YES - PRIME MINISTER

April 7 2012

YES, PRIME MINISTER, Sydney Theatre, 4 April-13 May 2012. Photos: John Lloyd Fillingham, Mark Owen-Taylor and Philip Quast.

The careers of senior Whitehall public servant Humphrey Appleby and his puppet-boss, the hopeless and hapless MP-to-PM Jim Hacker, commonly known as Yes, Minister and Yes, Prime Minister, are among the most successful TV sitcom series ever. There is an irony in there somewhere because as any public servant will tell you, they're not comedy - they're documentaries. 

This, the first ever stage show, was written by original creators Anthony Jay and Jonathyn Lynn and it perfectly captures and replicates what makes the "sit" part of the "com" so enduringly popular: the idea that we the public have been given entree to the machinations and tribulations of government. At the same time, the "com" part of the "sit" relies on gifted actors understanding and being able to deliver the peculiarly English style of farcical realism that makes these series unique.

As the machiavellian mandarin Sir Humphrey Appleby, Philip Quast hits just the right note of minor public school camp beneath the urbanity. This is a man whose idea of informality is to remove the perfectly laundered white handkerchief from his breast pocket. It is famously his role in life to safeguard the wellbeing of the public service while ensuring that his minister, then prime minister, doesn't do anything silly - and if he does, that he doesn't get egg on anyone else's face but his own. In Yes, Prime Minister - the stage show - Quast is also given and must deliver Sir Humphrey's fabled soliloquial obfuscations (as he might say); and the pleasure these give the capacity audience of longtime fans is palpable.

As prime minister Jim Hacker, Mark Owen-Taylor has the energetic earnestness and cheery confidence of a man totally out of his depth and without a snorkel, but not a clue that there might be a problem. He's also adept at the essential pomp that comes without even the tiniest bit of circumstance and he and Quast are nicely matched. The show itself has both the problems and pleasures of a half hour TV program recreated for two hours on stage. 

YES - PRIME MINISTER

Sensibly confined to a one-room setting of the PM's study at Chequers - the UK equivalent of Kirribilli House but without the views - the writers have had to update and expand. The updating puts Jim Hacker in a temporary presidential Euro seat and embroiled in the multi-trillion economic mess otherwise known as the EU. The expansion is another story line involving the foreign minister of Kumranistan and his penchant for teenage school girls. It's an odd one, but does allow for some soul-searching by Hacker (he doesn't find it) and adroit manoeuvres by Sir Humphrey. He's unintentionally impeded in this by the other stalwart of the TV series, his flunkey Bernard (John Lloyd Fillingham) and quite deliberately by a newcomer, the PM's media tart Claire (Caroline Craig). Also dropping by to add to the chaos is the Director-General of the BBC (Tony Llewellyn-Jones) and the Kumrani ambassador (Alex Menglet). Director Tom Gutteridge keeps all these balls in the air with deceptive ease, allowing the script and situations to do what they do best.

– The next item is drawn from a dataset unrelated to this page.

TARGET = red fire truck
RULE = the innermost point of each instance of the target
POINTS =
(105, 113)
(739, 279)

Ticket sales prior to opening in each city of its extensive Australian tour suggests the audience for the show is readymade and eager. Fans won't be disappointed, not least because although the late lamented Nigel Hawthorne and Paul Eddington are lodged in the TV memory, the casting of Quast and Owen-Taylor ensures that after a few minutes, the Australians take over and fly with the material and characters. They're also assisted in this by an entirely new take on Bernard. John Lloyd Fillingham banishes thoughts of the lugubrious Derek Fowlds. Lloyd Fillingham places himself in a position of constant quivering keenness via his neatly shod feet - permanently ready to hop to it from the third position - and never lets up in his scene-stealing turn.

Apparently the public service audiences in Canberra loved it - what a surprise - and on opening night in Sydney a clutch of pollies chortled and groaned in recognition too. For the rest of us, the comedy and characters are timeless and the Australian production is totally spiffing.